Living the sweet life at last
Since the mid aughts, wine impresario Tyler Balliet has been creating hit wine events, including Wine Riot, a 50-city festival with 150,000 attendees, and Rosé Mansion, which reached 375,000. Tyler’s work was featured in Wine Enthusiast, L.A. Times, Boston Globe, ABC News, and myriad other outlets. A huge majority of event-goers, especially for the rosé project, were female. At the time, Tyler was not. Assigned male at birth, she had launched her entrepreneurial wine career as a man, figuring the industry wouldn’t accept a trans woman. In 2023, she decided to begin hormone replacement therapy, and today, thanks also to laser hair removal and TikTok makeup tutorials, she has fully transitioned.
New you, new palate. “I thought I understood all the effects of H.R.T.,” she writes, in a new candid essay for Wine Enthusiast, “[b]ut 18 months into my transition, something changed that I didn’t expect; wine tasted very different. My sense of smell increased by about 40%, and my sensitivity to bitter flavors became far more intense. What’s more, my mood and the setting are now critical. If I’m tired or stressed, wine just tastes kind of flat. I can still identify the flavors and aromas, but the overall experience has shifted.”
As have her wine preferences. Bitterness is out, high aromatics are in, as are crunchy fresh reds. “Ultimately, it’s the experience of wine that changed the most,” she says. “The people, the vibes, and my mood play a much larger role in my overall enjoyment of wine.”
I recently wrote how my own palate has changed over the years, but Balliet’s essay adds necessary dimensions to the discussion about the evolution of personal taste. In 2025, she was nominated for a James Beard Media Award for her book, Rebel School of Wine. It didn’t win, but her new essay should.
Appetite for change
Speaking of life-changing medical care: Six months ago, food writer John DeVore started taking a GLP-1, both to lose weight and to address high blood pressure. It’s been—destabilizing. DeVore has learned to handle the drug’s side effects: the gastric distress, the silencing of the food noise, the blank, non-urgency of forgetting to eat.

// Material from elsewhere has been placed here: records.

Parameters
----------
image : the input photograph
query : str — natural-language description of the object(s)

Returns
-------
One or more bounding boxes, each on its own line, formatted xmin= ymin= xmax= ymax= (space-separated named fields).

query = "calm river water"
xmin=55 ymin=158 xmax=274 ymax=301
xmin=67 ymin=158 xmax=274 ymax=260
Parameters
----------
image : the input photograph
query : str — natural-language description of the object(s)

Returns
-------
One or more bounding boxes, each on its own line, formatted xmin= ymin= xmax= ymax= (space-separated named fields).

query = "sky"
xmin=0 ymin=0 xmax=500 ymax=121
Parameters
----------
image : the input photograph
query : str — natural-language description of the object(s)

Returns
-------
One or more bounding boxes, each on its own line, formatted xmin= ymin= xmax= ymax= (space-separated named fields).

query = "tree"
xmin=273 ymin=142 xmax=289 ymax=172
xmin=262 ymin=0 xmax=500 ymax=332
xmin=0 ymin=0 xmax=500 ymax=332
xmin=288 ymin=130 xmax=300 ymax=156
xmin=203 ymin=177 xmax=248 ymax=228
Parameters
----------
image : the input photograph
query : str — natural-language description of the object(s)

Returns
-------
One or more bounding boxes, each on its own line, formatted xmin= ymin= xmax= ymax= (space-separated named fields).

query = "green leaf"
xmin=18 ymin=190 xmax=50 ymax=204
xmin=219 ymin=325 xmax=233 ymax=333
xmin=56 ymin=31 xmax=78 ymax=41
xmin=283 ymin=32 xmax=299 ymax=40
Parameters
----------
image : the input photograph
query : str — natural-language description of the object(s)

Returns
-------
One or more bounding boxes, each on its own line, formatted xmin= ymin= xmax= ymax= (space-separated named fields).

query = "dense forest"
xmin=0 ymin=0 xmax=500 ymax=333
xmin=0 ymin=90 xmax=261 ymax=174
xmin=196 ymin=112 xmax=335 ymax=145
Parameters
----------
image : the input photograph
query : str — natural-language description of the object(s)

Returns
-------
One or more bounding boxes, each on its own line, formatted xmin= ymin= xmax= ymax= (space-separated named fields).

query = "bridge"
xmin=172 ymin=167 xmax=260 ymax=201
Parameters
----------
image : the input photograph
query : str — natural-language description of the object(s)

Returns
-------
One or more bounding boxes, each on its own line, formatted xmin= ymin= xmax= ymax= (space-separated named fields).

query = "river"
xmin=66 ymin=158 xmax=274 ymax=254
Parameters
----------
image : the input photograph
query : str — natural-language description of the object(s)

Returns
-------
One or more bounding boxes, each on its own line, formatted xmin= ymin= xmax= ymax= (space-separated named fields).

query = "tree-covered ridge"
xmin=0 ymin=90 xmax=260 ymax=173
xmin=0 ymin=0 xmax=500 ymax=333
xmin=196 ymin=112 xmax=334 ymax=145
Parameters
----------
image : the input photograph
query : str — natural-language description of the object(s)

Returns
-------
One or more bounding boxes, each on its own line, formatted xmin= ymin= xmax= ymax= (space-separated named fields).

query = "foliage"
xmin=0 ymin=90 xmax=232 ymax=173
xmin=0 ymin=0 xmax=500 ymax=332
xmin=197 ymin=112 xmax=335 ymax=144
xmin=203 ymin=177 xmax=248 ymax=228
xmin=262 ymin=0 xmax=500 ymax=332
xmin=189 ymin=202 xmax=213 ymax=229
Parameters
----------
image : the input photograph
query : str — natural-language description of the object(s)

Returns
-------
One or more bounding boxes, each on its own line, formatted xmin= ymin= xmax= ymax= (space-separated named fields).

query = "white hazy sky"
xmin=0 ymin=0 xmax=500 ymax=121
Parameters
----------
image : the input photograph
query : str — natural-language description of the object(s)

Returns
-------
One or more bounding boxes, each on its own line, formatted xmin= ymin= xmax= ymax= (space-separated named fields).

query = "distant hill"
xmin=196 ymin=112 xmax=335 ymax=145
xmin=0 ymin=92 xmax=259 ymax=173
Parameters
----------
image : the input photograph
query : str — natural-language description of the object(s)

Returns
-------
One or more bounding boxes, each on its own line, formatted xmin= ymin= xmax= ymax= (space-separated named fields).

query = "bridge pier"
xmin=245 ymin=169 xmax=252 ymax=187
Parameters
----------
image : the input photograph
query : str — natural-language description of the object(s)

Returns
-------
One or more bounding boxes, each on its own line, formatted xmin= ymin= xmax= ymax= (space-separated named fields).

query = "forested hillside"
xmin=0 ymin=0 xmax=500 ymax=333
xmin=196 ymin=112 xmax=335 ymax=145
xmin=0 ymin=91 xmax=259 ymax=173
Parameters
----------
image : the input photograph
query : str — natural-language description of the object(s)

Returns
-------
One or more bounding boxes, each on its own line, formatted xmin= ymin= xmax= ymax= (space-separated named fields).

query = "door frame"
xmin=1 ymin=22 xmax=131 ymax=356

What happens to a food writer who cannot consume food? “I’m writing about GLP-1s now because they are the only food topic I’m qualified to write about,” he writes, in a wry self-appraisal in Taste. “Although, to be honest, I could probably crank out 800 words about the low-key charms of cottage cheese.”

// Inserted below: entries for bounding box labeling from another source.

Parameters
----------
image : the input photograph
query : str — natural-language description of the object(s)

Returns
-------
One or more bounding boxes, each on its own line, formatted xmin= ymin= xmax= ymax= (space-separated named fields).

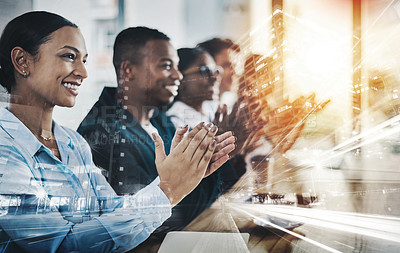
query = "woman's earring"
xmin=22 ymin=70 xmax=28 ymax=78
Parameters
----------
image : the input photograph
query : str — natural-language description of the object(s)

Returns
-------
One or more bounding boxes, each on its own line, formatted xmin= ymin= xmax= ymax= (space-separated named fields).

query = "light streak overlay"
xmin=232 ymin=204 xmax=400 ymax=245
xmin=235 ymin=205 xmax=340 ymax=253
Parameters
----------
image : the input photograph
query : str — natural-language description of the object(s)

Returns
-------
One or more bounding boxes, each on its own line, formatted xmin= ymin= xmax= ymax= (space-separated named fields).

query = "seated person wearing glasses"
xmin=167 ymin=47 xmax=223 ymax=128
xmin=78 ymin=27 xmax=243 ymax=239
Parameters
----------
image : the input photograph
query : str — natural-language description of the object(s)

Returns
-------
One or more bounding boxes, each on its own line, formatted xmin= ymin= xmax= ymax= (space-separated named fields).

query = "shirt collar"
xmin=0 ymin=108 xmax=73 ymax=157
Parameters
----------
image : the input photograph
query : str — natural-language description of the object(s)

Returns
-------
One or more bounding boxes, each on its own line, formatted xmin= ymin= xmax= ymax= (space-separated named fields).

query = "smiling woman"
xmin=0 ymin=12 xmax=231 ymax=252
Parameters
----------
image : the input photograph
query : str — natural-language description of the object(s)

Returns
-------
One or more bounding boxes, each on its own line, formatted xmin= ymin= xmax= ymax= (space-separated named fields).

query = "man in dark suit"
xmin=78 ymin=27 xmax=245 ymax=234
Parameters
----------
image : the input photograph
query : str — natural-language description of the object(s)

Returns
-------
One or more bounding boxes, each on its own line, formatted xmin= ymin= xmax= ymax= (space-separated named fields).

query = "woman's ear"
xmin=11 ymin=47 xmax=30 ymax=77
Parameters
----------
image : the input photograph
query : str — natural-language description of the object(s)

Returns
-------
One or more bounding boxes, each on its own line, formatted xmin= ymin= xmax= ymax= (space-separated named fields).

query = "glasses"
xmin=183 ymin=65 xmax=224 ymax=78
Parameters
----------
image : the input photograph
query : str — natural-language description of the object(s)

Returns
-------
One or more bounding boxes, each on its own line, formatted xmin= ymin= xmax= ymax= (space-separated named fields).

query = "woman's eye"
xmin=62 ymin=54 xmax=75 ymax=60
xmin=163 ymin=64 xmax=172 ymax=70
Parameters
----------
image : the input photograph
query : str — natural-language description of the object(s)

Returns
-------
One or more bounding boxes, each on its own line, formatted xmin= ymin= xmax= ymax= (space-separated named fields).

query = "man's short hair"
xmin=113 ymin=26 xmax=170 ymax=77
xmin=197 ymin=38 xmax=240 ymax=58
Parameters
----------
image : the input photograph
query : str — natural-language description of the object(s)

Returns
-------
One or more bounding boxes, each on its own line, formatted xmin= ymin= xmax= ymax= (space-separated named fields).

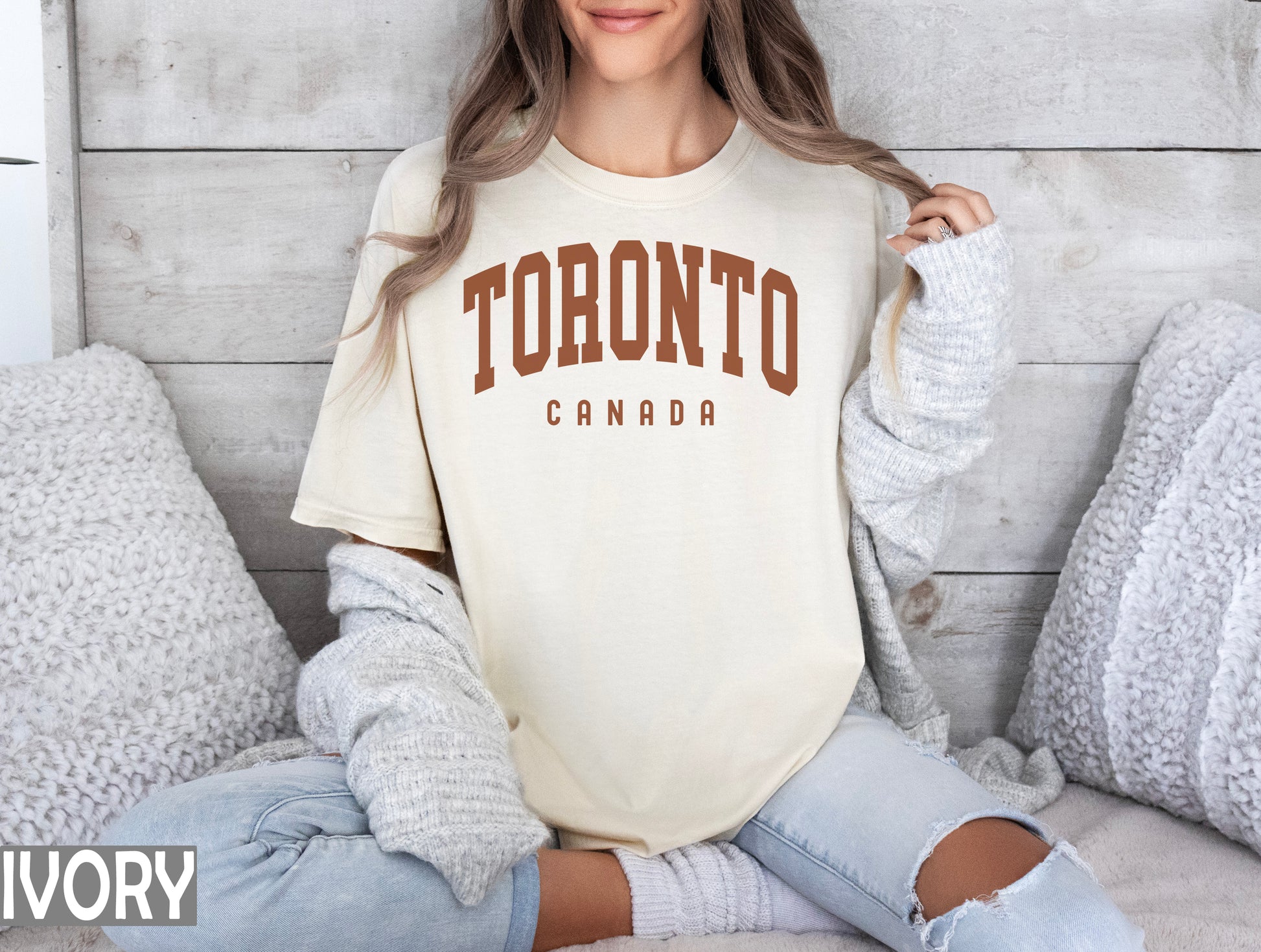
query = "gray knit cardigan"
xmin=286 ymin=220 xmax=1063 ymax=904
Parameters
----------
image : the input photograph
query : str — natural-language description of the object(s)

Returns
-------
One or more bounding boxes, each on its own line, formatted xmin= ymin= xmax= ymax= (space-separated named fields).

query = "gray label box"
xmin=0 ymin=846 xmax=197 ymax=925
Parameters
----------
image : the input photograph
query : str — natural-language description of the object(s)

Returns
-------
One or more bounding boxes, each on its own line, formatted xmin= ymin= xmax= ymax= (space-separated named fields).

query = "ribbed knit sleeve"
xmin=841 ymin=220 xmax=1014 ymax=595
xmin=297 ymin=542 xmax=550 ymax=905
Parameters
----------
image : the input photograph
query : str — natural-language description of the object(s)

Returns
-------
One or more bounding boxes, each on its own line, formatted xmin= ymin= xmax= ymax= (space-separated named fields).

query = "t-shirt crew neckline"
xmin=517 ymin=110 xmax=758 ymax=207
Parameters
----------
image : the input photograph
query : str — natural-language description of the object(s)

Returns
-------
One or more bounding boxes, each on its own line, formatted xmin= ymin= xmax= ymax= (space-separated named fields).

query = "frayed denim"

But while he has lost weight, he’s also lost the pleasures and comforts of hunger. With his career, he had “found a way to monetize my appetite,” he writes, “I used to obsess over my culinary lusts all the time, and as a writer, I could pitch publications about meals and delicacies that piqued my interest—and made me hungry.”
So, yes, GLP-1s are torture, he says, but he sticks with the program because he’s seeing results. “I step on the scale and, for a brief, delicious moment, I’m as light as pink cotton candy.” A food metaphor, and a sweet glimmer of hope.